More indictments seen ahead in Trump Organization case
NEW YORK — A lawyer for Donald Trump’s indicted corporate finance chief told a judge Monday that he has “strong reason to believe” more indictments are coming in New York’s investigation into the former president’s real estate empire.
Lawyer Bryan Scarlatos made the remark during Trump Organization Chief Financial Officer Allen Weisselberg’s first court appearance since his July 1 arraignment on tax-fraud charges. Scarlatos did not say what led him to believe more people would be charged.
In recent weeks, a pair of Trump Organization executives have testified before a grand jury. Under New York law, grand jury witnesses are granted immunity and cannot be charged for conduct they testify about.
The Manhattan district attorney’s office declined to comment.
“Mr. Weisselberg is separate from the Trump Organization. He is the only individual here whose liberty is at stake,” Scarlatos said. “What I am concerned about is that he will become collateral damage in a larger fight between the Trump Organization and the DA’s office.”
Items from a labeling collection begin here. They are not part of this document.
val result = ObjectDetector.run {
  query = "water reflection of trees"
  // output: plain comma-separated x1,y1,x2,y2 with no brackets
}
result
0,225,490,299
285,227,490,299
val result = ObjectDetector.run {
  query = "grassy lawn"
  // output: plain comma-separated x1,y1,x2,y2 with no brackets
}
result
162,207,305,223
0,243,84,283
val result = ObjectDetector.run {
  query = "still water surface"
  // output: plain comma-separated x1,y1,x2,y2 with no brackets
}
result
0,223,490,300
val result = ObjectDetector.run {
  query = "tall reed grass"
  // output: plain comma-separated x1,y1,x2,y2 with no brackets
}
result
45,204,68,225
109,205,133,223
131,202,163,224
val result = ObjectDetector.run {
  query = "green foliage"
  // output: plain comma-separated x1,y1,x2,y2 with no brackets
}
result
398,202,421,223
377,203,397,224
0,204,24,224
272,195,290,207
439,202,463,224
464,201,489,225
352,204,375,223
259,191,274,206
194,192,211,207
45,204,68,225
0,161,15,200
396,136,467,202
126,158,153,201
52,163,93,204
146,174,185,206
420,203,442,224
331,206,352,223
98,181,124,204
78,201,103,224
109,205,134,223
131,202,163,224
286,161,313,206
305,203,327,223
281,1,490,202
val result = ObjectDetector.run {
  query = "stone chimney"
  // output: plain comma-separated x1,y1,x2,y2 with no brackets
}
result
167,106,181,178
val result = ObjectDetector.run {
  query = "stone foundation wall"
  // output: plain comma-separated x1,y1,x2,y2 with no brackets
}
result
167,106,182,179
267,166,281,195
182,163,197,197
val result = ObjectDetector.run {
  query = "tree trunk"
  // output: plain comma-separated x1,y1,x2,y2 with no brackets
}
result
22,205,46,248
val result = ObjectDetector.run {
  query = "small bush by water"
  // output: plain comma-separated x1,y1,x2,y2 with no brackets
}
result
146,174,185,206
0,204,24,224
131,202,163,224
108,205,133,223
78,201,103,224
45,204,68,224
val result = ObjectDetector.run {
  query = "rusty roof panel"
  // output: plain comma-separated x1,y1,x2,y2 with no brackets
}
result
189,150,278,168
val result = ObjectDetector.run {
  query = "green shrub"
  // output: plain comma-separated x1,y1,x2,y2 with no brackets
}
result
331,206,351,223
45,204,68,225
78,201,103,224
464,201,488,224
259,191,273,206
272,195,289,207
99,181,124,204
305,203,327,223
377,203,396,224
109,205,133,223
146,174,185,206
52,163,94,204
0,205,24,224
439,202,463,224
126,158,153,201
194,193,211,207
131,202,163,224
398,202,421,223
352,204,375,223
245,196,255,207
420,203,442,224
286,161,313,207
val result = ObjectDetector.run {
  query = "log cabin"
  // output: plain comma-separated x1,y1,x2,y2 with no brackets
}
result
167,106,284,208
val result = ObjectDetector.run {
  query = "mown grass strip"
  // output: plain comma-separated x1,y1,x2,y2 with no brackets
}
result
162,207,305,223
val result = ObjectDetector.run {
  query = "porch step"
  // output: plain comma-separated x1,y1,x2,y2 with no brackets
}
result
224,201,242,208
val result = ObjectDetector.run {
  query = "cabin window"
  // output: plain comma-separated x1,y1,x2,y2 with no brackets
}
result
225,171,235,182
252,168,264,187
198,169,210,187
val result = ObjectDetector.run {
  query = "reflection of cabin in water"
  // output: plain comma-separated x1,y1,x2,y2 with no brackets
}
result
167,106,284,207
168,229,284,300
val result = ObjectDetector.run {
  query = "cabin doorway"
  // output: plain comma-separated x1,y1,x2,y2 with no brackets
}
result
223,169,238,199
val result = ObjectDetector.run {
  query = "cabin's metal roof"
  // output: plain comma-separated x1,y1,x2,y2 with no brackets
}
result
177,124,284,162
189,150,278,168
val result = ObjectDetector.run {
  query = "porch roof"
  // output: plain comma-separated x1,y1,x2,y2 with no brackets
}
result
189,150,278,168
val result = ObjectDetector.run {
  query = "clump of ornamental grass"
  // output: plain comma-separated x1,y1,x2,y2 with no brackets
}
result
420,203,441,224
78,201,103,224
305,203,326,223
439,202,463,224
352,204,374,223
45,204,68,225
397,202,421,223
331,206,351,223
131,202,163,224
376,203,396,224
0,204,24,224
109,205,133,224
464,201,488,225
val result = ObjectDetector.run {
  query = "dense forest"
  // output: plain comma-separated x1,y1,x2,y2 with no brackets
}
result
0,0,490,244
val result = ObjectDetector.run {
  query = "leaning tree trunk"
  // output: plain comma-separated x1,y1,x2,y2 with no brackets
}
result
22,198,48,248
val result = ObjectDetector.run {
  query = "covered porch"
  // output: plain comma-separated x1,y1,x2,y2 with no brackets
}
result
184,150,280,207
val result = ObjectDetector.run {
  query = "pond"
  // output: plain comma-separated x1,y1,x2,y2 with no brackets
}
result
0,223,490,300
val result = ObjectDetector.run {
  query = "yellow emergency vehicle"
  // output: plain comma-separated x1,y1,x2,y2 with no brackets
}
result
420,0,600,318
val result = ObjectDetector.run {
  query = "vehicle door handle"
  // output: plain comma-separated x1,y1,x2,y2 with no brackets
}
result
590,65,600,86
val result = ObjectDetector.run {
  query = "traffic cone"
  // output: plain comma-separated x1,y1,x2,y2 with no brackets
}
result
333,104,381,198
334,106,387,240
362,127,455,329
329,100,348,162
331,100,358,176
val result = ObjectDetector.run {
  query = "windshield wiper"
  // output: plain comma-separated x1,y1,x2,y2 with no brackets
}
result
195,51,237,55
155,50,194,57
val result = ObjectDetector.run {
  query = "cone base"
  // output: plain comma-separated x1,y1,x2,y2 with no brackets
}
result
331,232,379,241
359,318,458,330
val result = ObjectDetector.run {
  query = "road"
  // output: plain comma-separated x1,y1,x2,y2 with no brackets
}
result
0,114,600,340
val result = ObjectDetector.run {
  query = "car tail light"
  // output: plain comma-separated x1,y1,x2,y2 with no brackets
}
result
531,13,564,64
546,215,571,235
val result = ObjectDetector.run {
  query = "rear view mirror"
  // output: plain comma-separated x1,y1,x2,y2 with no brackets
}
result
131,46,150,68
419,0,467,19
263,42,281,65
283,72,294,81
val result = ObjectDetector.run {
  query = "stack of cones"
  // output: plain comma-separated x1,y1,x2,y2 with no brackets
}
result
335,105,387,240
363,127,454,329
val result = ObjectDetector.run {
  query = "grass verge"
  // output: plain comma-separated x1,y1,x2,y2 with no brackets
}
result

Scarlatos raised the issue of more possible indictments while arguing for more time to review up to 6 million pages of documents that he said prosecutors are turning over as evidence, calling it “a herculean task” and saying new indictments would create a “moving target.”
Prosecutors said Weisselberg is “no stranger” to many of the documents because they include business records that the executive likely produced or reviewed as part of his job.
Judge Juan Manuel Merchan gave both sides until next spring to file motions and responses. He said he’d decide on motions at a July 2022, hearing, the next time Weisselberg is due in court.
Merchan said he expected to set a trial date at that time and would probably schedule it for the end of August or beginning of September.
“The reason I mention it now is that it’s on everybody’s radar,” Merchan said. “I don’t have an exact date yet.”
Weisselberg has pleaded innocent to charges he collected more than $1.7 million in off-thebooks compensation, including apartment rent, car payments and school tuition.
Trump’s company is also charged in the case, which prosecutors have described as a “sweeping and audacious” taxfraud scheme.
One of the Trump executives granted immunity to testify before the grand jury is the company’s director of security, Matthew Calamari Jr. Prosecutors have been looking at him and his father, Trump Chief Operating Officer Matthew Calamari Sr., in their probe of untaxed benefits.
A lawyer for the Calamaris said in a statement responding to Scarlatos’ remarks that he was not aware of any plans to indict the elder Calamari.
“We remain in discussions with the district attorney’s office relating to Matthew Calamari (Sr.), but continue to believe there is no basis for indicting him,” lawyer Nicholas Gravante said. “If they presently intended to indict him, I would have been informed. I haven’t been and, in fact, have been informed to the contrary.”
Weisselberg sat quietly next to his lawyers at Monday’s brief hearing and didn’t speak to reporters on his way to and from court.
Trump himself has not been charged with any wrongdoing. He has condemned the case, the first to arise from New York authorities’ two-year investigation into the former president’s business dealings, as a “political witch hunt.”
Trump has said his company’s actions were standard practice in the business and in no way a crime.